Exploring the Reasoning Abilities of Multimodal Large Language Models (MLLMs): A Comprehensive Survey on Emerging Trends in Multimodal Reasoning
Authors: Yiqi Wang, Wentao Chen, Xiaotian Han, Xudong Lin, Haiteng Zhao, Yongfei Liu, Bohan Zhai, Jianbo Yuan, Quanzeng You, Hongxia Yang
What
This paper surveys the current state of multimodal reasoning in Multimodal Large Language Models (MLLMs), exploring their architectures, training methods, and performance on various reasoning tasks.
Why
This paper is important because it provides a comprehensive overview of the rapidly developing field of MLLMs, focusing specifically on their reasoning abilities which are crucial for achieving artificial general intelligence.
How
The authors reviewed existing literature on MLLMs, analyzed their architectures, training datasets, and performance on various reasoning benchmarks, and categorized the applications of these models.
Result
The paper highlights that while MLLMs have shown impressive capabilities in multimodal tasks, their reasoning abilities still lag behind proprietary models like GPT-4V. The authors identified key factors contributing to the superior performance of some MLLMs, including unfreezing the language model during training, improving visual representations, and utilizing multi-task supervised learning.
LF
The paper points out limitations in current MLLM architectures, training efficiency, long-context support, instruction fine-tuning data, and evaluation benchmarks.
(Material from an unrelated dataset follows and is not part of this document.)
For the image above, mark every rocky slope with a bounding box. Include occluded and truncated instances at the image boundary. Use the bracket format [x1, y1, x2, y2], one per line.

It suggests future research directions, including developing more robust architectures, efficient training methods, long-context support mechanisms, improved instruction datasets, and more comprehensive evaluation benchmarks.
Abstract
Strong Artificial Intelligence (Strong AI) or Artificial General Intelligence (AGI) with abstract reasoning ability is the goal of next-generation AI. Recent advancements in Large Language Models (LLMs), along with the emerging field of Multimodal Large Language Models (MLLMs), have demonstrated impressive capabilities across a wide range of multimodal tasks and applications. Particularly, various MLLMs, each with distinct model architectures, training data, and training stages, have been evaluated across a broad range of MLLM benchmarks. These studies have, to varying degrees, revealed different aspects of the current capabilities of MLLMs. However, the reasoning abilities of MLLMs have not been systematically investigated. In this survey, we comprehensively review the existing evaluation protocols of multimodal reasoning, categorize and illustrate the frontiers of MLLMs, introduce recent trends in applications of MLLMs on reasoning-intensive tasks, and finally discuss current practices and future directions. We believe our survey establishes a solid base and sheds light on this important topic, multimodal reasoning.